Special thanks to former legal intern Hinako Sugiyama, who was a lead co-author of this post.
Technology users around the world are increasingly concerned, and rightly so, about protecting their data. But many are unaware of exactly how their data is being collected and would be shocked to learn of the scope and implications of mass consumer data collection by technology companies. For example, many vendors use tracking technologies including cookies—a small piece of text that is stored in your browser that lets websites recognize your browser, see your browsing activity or IP address but not your name or address—to build expansive profiles about user behavior over time and across apps and sites. Such data can be used to infer, predict, or evaluate information about a user or group. User profiles may or may not be accurate, fair, or discriminatory, but can still be used to inform life-altering decisions about them.

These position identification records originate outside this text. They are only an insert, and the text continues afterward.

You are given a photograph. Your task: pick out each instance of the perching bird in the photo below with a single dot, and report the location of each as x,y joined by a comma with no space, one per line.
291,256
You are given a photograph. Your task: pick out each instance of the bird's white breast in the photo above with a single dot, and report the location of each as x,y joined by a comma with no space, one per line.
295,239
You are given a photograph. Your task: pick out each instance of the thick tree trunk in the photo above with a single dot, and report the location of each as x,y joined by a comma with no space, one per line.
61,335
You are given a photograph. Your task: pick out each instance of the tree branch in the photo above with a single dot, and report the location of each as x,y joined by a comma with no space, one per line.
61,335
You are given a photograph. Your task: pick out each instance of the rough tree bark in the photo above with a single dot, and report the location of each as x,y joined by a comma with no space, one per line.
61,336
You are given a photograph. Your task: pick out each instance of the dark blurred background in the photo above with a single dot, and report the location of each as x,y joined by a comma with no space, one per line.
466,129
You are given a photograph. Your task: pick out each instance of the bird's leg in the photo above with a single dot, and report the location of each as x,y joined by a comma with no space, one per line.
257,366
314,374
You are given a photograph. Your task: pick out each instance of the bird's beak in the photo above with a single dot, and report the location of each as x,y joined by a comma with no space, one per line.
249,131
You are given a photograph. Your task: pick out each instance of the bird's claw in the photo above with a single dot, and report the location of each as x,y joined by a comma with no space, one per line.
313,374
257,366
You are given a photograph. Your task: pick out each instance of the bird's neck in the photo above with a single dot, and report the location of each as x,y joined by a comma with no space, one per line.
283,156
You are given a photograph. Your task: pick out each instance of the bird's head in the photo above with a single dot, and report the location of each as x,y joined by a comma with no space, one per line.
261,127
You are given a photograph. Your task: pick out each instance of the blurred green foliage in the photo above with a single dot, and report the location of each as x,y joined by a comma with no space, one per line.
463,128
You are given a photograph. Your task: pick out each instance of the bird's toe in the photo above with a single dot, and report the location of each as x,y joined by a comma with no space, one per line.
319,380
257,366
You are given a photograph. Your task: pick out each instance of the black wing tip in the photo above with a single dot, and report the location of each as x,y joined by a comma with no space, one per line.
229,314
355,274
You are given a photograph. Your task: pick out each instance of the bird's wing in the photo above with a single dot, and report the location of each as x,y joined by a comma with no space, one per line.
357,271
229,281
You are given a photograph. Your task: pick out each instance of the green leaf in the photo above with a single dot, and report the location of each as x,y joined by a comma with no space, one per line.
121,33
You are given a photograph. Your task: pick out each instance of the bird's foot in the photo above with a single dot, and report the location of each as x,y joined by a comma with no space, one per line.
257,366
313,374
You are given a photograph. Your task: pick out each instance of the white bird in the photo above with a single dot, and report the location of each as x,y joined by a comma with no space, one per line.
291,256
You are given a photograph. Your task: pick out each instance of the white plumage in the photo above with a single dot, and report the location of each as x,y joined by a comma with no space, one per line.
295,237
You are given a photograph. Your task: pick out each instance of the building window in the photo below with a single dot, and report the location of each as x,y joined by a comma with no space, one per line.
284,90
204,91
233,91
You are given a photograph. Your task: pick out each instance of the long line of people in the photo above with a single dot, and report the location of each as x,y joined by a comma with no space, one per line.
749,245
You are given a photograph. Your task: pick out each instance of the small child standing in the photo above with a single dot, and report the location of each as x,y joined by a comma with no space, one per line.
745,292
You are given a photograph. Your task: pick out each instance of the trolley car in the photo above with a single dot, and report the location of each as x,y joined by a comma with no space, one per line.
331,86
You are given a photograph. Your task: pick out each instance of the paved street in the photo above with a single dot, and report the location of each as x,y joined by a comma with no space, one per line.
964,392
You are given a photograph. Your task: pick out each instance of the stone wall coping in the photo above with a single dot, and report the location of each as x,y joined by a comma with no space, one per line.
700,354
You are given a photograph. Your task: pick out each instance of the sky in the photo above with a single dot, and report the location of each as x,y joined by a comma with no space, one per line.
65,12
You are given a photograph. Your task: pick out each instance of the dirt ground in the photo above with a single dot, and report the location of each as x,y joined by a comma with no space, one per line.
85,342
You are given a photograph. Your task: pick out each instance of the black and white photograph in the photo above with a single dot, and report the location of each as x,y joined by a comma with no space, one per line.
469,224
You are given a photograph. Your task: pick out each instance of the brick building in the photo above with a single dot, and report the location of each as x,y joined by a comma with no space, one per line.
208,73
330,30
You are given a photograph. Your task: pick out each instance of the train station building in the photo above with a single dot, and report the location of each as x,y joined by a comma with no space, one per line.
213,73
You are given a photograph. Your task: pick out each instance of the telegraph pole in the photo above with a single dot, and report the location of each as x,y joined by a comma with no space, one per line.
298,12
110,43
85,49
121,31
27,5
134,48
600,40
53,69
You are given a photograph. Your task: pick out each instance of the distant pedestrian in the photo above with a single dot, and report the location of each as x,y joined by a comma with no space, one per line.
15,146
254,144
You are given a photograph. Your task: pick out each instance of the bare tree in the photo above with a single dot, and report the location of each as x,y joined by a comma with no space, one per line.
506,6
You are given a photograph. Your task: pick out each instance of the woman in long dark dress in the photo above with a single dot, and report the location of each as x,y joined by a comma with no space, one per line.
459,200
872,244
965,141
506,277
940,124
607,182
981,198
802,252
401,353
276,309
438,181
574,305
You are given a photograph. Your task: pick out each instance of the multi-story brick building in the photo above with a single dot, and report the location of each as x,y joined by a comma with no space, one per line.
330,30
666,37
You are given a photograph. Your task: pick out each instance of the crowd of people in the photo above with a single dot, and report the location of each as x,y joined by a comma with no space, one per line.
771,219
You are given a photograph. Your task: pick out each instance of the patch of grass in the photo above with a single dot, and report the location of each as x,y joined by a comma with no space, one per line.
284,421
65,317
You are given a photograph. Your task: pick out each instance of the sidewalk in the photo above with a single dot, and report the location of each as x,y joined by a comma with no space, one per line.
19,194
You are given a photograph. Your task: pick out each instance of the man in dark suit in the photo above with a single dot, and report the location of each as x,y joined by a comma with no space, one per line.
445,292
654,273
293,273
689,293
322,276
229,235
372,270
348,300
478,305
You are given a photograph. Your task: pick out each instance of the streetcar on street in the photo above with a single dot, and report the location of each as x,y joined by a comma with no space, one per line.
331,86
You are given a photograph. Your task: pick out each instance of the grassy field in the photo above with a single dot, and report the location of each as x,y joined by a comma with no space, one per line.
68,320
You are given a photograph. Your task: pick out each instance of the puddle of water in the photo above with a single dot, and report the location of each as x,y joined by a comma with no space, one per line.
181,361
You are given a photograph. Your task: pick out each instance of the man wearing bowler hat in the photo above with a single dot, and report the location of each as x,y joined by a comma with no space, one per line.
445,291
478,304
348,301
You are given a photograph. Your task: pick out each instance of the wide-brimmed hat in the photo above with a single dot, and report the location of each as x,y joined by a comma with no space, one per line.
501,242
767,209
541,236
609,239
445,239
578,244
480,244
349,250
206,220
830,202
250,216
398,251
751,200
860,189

A recent data privacy scandal in Japan involving Rikunabi—a major job-seeking platform that calculated and sold companies algorithmic scores which predicted how likely individual job applicants would decline a job offer—has underscored how users’ behavioral data can be used against their best interests. Most importantly, the scandal showcases how companies design workarounds or “data-laundry” schemes to circumvent data protection obligations under Japan's data protection law (Act on the Protection of Personal Information (APPI)). This case also highlights the dangers of badly-written data protection laws and their loopholes. Japanese Parliament adopted amendments to the APPI, expected to be implemented by early 2022, intended to close some of these loopholes, but the changes still fall short.
The Rikunabi Scandal
Rikunabi is operated by Recruit Career (at the time of the scandal. It’s now Recruit Co., Ltd.), a subsidiary of a media conglomerate Recruit Group, which also owns Indeed and Glassdoor. Rikunabi allows job-seekers to search for job opportunities and mostly caters to college students and others just beginning their careers. It hosts job listings for thousands of companies. Like many Internet platforms, Rikunabi used cookies to collect data about how its users search, browse, and interact with its job listings. Between March 2018 and February 2019, using Rikunabi’s data, Recruit Career—without users’ consent—was calculating and selling companies algorithmic scores that predicted how likely an individual job applicant would decline a job offer or withdraw their application.
Thirty-five companies, including Toyota Motor Corporation, Mitsubishi Electric Corporation, and other Japanese corporate giants, purchased the scores. In response to a public outcry, Recruit Career tried to excuse itself by saying that the companies who purchased the job-declining scores agreed not to use them for the selection of candidates. The company claimed the scores were intended only for clients to have better communication with their candidates, but, there was no such guarantee that’s how they would be used. Because of Japan’s dominant lifetime employment system, students feared such scores could limit their job opportunities and career choices, potentially affecting their whole professional life.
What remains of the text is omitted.